Additive manufacturing of 16MnCr5 and 42CrMo4 via powder bed fusion and intrinsic heat treatment for enhanced fatigue performance
M.Eng. Chuan Shi
16MnCr5 and 42CrMo4 are two widely used steels in the automotive industry and are applied in gears, shafts and cranks. However, up to now it is still a challenging task to additively manufacture carbon-containing steels, as high amounts of carbon lead to heat cracks due to the brittle martensitic transformation and high local stresses due to volume changes during the phase transformation in the melt pool and cooling phase of AM.
The final purpose of the project is to establish and understand the interrelationship between process parameters - microstructure - mechanical properties and to build a FEM simulation model to predict residual stress, the melt pool and have a comparison with experimental data as well as to study the intrinsic heat treatment during the printing process to get tailored microstructure.
- To find a process development strategy that leads to a low porosity part without the presence of cracks but also accounting for a rapid build rate.
- To predict or even measure the temperatures of the part in the build process.
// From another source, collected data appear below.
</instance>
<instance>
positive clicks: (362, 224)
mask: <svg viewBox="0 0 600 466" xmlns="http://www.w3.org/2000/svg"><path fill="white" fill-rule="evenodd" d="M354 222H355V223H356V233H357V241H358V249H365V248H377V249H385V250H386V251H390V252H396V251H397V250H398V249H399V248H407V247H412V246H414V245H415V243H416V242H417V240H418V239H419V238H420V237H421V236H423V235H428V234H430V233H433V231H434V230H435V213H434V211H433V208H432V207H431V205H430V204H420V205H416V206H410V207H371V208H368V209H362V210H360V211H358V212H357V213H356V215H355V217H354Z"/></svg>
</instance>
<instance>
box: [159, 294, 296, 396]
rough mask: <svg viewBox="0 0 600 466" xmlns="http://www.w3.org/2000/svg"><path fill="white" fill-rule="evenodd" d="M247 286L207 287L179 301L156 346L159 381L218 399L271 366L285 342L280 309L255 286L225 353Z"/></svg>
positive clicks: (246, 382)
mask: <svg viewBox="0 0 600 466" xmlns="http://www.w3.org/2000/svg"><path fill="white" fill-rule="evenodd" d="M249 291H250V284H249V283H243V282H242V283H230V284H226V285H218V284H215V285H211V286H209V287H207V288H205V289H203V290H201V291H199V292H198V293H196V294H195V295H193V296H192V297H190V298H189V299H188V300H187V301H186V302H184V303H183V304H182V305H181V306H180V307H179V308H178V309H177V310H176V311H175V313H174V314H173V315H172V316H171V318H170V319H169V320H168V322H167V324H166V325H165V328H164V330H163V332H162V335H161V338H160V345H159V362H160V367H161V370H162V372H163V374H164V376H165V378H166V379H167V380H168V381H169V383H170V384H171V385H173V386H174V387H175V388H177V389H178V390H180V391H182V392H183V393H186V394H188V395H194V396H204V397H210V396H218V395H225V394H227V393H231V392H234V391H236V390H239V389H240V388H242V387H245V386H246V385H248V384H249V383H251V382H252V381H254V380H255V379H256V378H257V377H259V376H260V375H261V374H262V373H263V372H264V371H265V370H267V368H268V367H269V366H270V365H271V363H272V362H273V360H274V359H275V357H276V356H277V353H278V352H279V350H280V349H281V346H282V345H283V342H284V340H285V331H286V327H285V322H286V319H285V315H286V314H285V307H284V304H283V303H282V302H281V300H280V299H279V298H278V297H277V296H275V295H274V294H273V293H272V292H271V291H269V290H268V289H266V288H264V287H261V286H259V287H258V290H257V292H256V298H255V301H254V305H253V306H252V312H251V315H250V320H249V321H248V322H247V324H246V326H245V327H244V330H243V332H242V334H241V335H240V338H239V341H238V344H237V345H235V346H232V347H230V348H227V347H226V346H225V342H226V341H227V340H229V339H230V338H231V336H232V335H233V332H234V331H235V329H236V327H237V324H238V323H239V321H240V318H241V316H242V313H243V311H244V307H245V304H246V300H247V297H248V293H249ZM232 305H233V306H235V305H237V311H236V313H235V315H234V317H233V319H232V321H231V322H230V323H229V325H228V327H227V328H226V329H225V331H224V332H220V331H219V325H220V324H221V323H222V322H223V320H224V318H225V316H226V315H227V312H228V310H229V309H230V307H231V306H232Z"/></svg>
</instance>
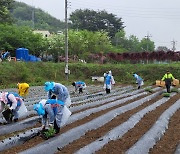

- To simulate the microstructure development and the distortions as well as the residual stresses in a dummy part.
- Concentrate on adequate heat treatment strategies tailored to the special microstructure incorporated by the PBF processes and the intrinsic heat treatment during the printing process itself.
- Use computed tomography (μCT), scanning electron microscopy (SEM) and light optical microscopy (LOM) to study microstructure.
- Build a platform for the coaxial detection of the melt pool thermal field by using a CCD.
- Adopt Abaqus software and the microstructural and thermal data gathered by the aforementioned work to set up the simulation model.